Does your 18-year-old have the proper Power of Attorney and Advance Medical Directive Documents prepared? Without those legal documents, you might not be able to make sure your child receives the appropriate medical care or speak with their student loan companies regarding a bill. Read the article below, provided by the American Academy of Estate Planning Attorneys and call our firm at 314-966-8077 to set up a free consultation for your new “adult” child before they leave for school.

Eighteen and Alone: The Legal Risks of Independence

Your child has just turned 6,570 days old, and on the surface nothing seems to have changed. He still mixes the reds with the whites in the wash—she drove off with her book bag on the roof of her car again. But, disconcerting as it may be, for all legal purposes, turning 18 makes your child an adult.

Even more disturbing is the fact that without proper legal safeguards, you may no longer have any say in their medical care or financial matters. Should something terrible befall your child, you would be powerless to help them.

Each year, approximately 20,000 college-age kids die in the United States. What sets this population apart from the rest of the country is that almost half of these deaths are accident-related. In general, our kids are not having heart attacks or getting lung cancer—instead they are more likely to be crashing cars or suffering other accidents.

I know it’s difficult to even consider the possibility of something bad happening to your child. No one sits around imagining such scenarios. But the unpleasant truth is that no matter how responsible, how healthy, or how young your child is, they are at risk.

We all protect the things we value. You buy homeowners insurance to protect your house from natural disasters, fire, and other catastrophes. The odds are pretty slim that your house will be destroyed by lightning, but because your home is important to you, you protect it. Well, the same logic applies to your children. You have every expectation that they’ll be safe at college, but because you love and care about them, protecting them in case the unexpected happens just makes sense.

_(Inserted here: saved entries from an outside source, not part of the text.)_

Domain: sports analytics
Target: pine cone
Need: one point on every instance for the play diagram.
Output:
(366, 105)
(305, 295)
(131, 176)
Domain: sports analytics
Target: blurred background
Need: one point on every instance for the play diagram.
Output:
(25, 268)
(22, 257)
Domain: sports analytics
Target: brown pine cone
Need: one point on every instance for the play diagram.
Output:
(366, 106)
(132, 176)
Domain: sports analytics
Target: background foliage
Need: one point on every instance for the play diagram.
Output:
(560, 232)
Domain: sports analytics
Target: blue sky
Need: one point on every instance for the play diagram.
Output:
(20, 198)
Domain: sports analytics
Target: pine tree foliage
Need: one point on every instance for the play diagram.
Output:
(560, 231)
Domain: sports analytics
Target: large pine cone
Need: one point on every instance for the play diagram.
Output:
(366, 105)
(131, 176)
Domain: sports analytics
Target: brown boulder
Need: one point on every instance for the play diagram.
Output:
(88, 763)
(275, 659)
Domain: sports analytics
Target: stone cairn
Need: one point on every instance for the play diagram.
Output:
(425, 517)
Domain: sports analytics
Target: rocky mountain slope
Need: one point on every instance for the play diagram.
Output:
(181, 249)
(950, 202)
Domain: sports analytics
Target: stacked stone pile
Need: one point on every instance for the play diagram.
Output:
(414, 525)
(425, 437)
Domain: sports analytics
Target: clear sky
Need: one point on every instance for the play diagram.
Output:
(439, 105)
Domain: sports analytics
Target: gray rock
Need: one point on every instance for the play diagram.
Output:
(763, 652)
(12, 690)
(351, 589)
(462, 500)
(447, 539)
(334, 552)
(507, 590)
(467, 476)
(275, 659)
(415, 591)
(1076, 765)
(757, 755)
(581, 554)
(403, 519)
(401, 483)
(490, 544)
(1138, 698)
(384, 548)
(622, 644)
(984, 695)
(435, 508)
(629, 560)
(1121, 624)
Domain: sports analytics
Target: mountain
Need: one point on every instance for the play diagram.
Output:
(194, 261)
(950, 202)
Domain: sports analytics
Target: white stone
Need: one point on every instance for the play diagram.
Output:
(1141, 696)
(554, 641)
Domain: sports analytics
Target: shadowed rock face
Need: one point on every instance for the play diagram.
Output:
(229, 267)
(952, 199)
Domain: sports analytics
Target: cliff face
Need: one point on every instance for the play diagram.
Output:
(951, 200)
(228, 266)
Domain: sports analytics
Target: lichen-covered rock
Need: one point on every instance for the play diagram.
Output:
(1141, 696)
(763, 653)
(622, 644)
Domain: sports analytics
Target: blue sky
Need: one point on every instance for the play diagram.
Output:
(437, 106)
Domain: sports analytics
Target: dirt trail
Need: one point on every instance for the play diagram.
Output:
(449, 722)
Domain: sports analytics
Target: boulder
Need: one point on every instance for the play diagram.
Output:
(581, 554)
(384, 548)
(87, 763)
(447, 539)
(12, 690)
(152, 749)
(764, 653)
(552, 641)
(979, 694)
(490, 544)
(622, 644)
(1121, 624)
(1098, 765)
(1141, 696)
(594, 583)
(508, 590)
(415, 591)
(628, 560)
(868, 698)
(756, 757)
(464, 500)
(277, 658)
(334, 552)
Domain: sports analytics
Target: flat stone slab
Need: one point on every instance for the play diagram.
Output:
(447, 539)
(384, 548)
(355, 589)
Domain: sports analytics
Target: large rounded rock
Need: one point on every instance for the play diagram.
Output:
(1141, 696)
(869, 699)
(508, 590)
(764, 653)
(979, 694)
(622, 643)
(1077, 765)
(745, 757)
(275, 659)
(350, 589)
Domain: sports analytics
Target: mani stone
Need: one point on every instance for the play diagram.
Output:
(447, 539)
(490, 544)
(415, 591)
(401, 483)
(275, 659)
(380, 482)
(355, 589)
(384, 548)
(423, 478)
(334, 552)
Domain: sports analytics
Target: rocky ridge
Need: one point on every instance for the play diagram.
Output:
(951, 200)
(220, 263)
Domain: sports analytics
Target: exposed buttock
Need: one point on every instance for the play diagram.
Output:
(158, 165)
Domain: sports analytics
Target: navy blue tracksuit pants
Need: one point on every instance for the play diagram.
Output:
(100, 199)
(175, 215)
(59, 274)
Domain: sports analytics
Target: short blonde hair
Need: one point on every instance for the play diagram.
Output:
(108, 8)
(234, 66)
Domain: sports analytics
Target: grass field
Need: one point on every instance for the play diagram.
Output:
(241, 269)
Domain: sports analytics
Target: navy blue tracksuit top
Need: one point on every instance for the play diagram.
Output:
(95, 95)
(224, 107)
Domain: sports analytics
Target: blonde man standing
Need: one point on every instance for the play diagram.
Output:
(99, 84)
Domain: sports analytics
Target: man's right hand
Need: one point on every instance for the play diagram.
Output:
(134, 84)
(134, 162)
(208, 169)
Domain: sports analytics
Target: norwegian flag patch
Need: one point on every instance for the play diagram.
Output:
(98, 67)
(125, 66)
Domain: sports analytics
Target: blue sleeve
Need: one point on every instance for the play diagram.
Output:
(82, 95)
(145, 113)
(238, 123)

Here’s why you need to act: On April 14, 2003, the privacy rule of HIPAA (Heath Insurance Portability and Accountability Act) went into effect. The intent of this act is to prevent anyone from accessing and abusing an individual’s personal medical information.

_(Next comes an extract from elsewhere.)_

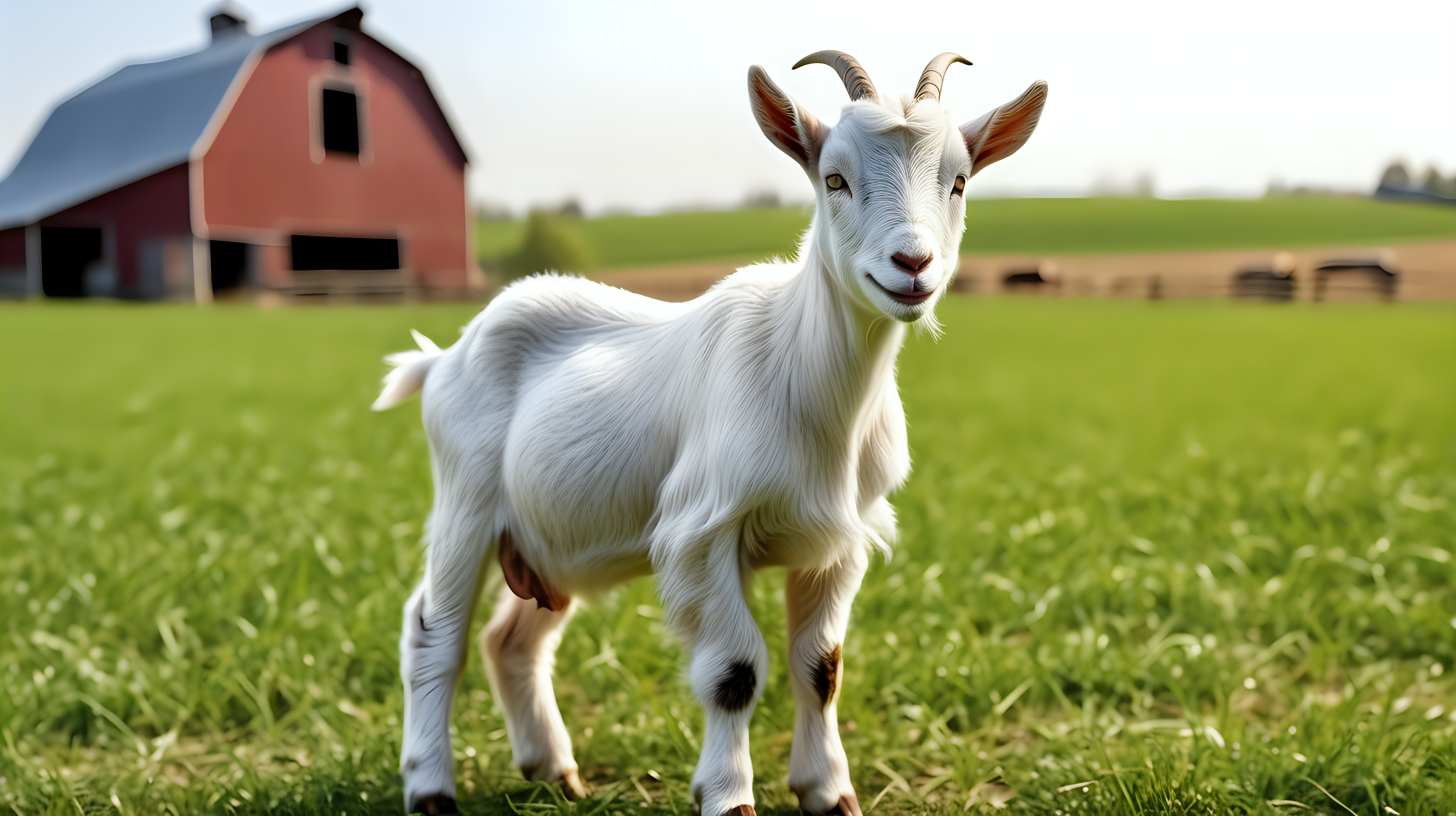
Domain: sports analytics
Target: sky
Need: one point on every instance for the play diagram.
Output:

Fortunately and unfortunately, this privacy applies to your 18-year-old as well. The downside, of course, is that if your son or daughter has an accident or is incapacitated in some way, you may not even be able to discuss their medical situation with a doctor because it may violate HIPAA. In order to prevent this, you need your child’s legal consent to access their medical records and make decisions for them, based on their own wishes, in the event of an emergency. Specifically, you need a HIPAA Authorization Form and a Health Care Directive completed for them.

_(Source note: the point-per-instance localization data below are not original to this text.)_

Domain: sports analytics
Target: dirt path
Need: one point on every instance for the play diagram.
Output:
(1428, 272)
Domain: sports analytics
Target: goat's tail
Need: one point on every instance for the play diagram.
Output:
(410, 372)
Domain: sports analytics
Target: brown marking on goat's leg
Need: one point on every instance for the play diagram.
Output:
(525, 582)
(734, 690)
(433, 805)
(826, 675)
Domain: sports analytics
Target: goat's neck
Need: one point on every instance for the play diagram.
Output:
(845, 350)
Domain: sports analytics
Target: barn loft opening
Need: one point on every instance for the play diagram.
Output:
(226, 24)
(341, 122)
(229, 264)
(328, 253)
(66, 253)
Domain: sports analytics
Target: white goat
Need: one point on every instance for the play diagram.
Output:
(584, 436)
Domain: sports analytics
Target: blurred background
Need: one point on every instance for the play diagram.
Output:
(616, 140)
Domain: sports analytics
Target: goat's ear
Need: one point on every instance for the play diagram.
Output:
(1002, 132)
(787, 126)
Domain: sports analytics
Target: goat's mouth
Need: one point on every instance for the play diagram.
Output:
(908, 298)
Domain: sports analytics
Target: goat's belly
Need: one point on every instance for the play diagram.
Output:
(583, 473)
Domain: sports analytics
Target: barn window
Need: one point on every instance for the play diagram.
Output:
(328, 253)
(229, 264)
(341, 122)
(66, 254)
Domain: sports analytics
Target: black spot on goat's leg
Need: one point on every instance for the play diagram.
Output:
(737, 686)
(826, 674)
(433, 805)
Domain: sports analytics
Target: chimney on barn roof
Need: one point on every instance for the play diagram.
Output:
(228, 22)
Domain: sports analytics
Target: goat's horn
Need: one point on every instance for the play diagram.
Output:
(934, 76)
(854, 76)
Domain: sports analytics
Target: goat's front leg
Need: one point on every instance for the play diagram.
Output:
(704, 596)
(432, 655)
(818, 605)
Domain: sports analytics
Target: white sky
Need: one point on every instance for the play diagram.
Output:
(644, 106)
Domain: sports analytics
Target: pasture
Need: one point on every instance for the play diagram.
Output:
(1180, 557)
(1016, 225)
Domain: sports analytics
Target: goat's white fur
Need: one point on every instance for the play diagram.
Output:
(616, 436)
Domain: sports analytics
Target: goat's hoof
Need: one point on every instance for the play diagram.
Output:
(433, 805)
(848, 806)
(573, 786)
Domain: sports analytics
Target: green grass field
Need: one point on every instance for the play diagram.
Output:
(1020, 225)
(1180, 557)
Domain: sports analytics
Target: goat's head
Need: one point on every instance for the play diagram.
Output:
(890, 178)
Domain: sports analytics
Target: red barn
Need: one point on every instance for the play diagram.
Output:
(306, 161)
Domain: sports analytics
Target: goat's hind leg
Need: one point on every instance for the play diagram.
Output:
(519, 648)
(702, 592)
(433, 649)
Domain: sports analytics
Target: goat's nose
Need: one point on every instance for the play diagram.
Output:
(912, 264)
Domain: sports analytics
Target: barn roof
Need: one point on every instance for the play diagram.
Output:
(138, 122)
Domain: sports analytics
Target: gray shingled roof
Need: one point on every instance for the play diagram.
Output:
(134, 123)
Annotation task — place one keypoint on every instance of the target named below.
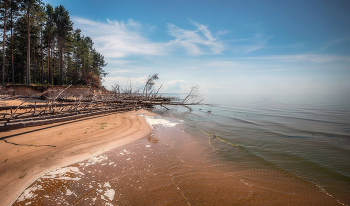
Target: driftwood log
(60, 109)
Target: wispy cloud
(317, 58)
(196, 42)
(246, 45)
(117, 39)
(333, 43)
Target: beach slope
(28, 153)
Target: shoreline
(26, 154)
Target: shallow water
(247, 151)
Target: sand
(28, 153)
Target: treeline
(40, 46)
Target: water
(240, 150)
(305, 137)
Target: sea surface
(235, 150)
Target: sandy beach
(28, 153)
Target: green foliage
(58, 54)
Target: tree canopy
(40, 46)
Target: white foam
(68, 192)
(110, 194)
(28, 193)
(60, 172)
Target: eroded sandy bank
(28, 153)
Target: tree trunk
(34, 65)
(13, 70)
(48, 62)
(3, 47)
(42, 60)
(28, 48)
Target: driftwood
(15, 117)
(89, 103)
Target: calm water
(240, 150)
(306, 137)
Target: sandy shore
(28, 153)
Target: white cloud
(118, 39)
(196, 42)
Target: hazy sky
(249, 47)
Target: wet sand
(169, 167)
(28, 153)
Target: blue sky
(232, 47)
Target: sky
(224, 46)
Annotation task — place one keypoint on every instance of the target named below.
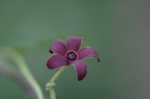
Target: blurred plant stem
(18, 59)
(51, 84)
(21, 80)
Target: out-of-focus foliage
(112, 27)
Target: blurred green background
(113, 27)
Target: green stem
(51, 84)
(23, 68)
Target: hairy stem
(51, 84)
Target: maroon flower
(70, 53)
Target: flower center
(71, 56)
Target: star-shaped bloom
(69, 52)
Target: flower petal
(88, 52)
(80, 68)
(58, 47)
(56, 61)
(74, 43)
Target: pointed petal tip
(50, 50)
(98, 59)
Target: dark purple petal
(58, 47)
(80, 68)
(74, 43)
(56, 61)
(87, 53)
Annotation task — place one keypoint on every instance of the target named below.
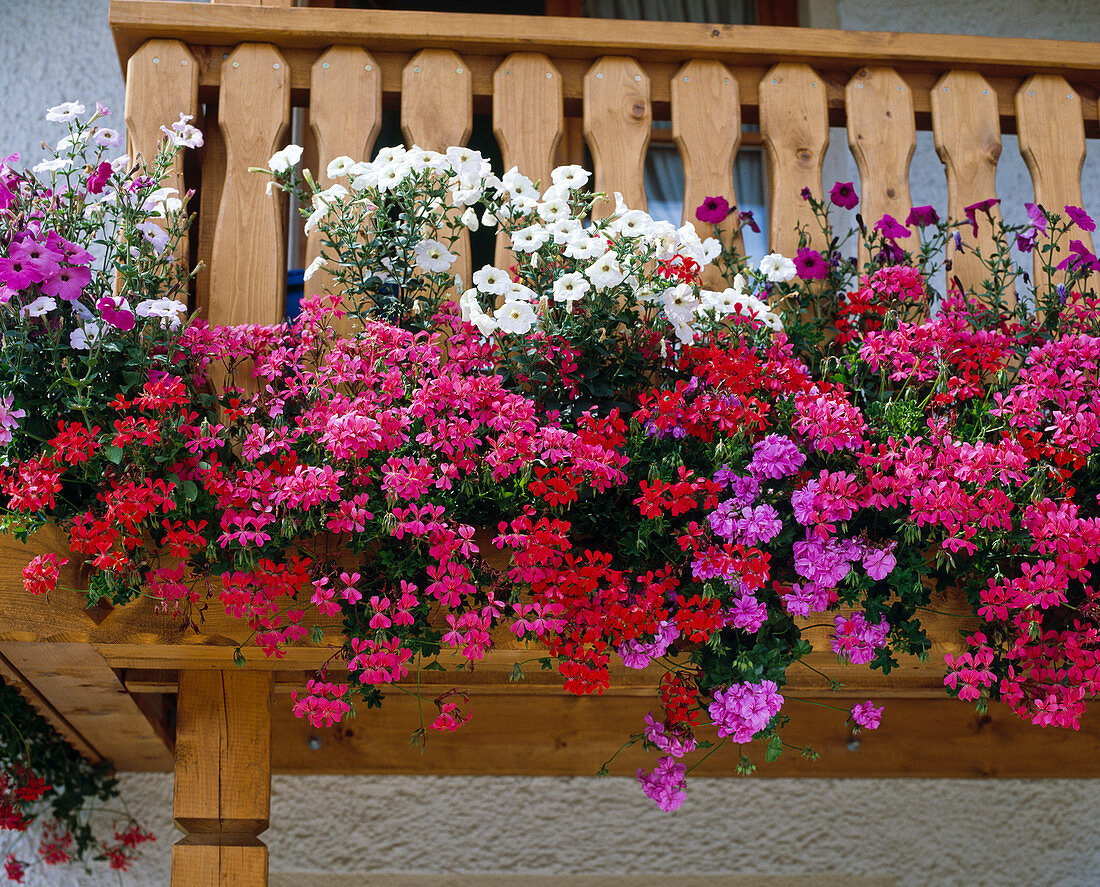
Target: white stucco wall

Another important legal safeguard is a Property Power of Attorney. This is especially helpful if your child travels abroad. It allows you to handle any unforeseen issues that may arise with your child’s car, apartment, student loans, etc.

To be clear, these documents and safeguards do not in any way allow the designated agent to “interfere” with their child’s medical care or financial decisions. These are simply emergency measures to protect the interests of your newly-minted “adult” child.

Becoming an adult is an exciting rite-of-passage for every young person, but with independence comes an important set of responsibilities. Getting these legal matters sorted out may be the most important birthday present you ever give to your child.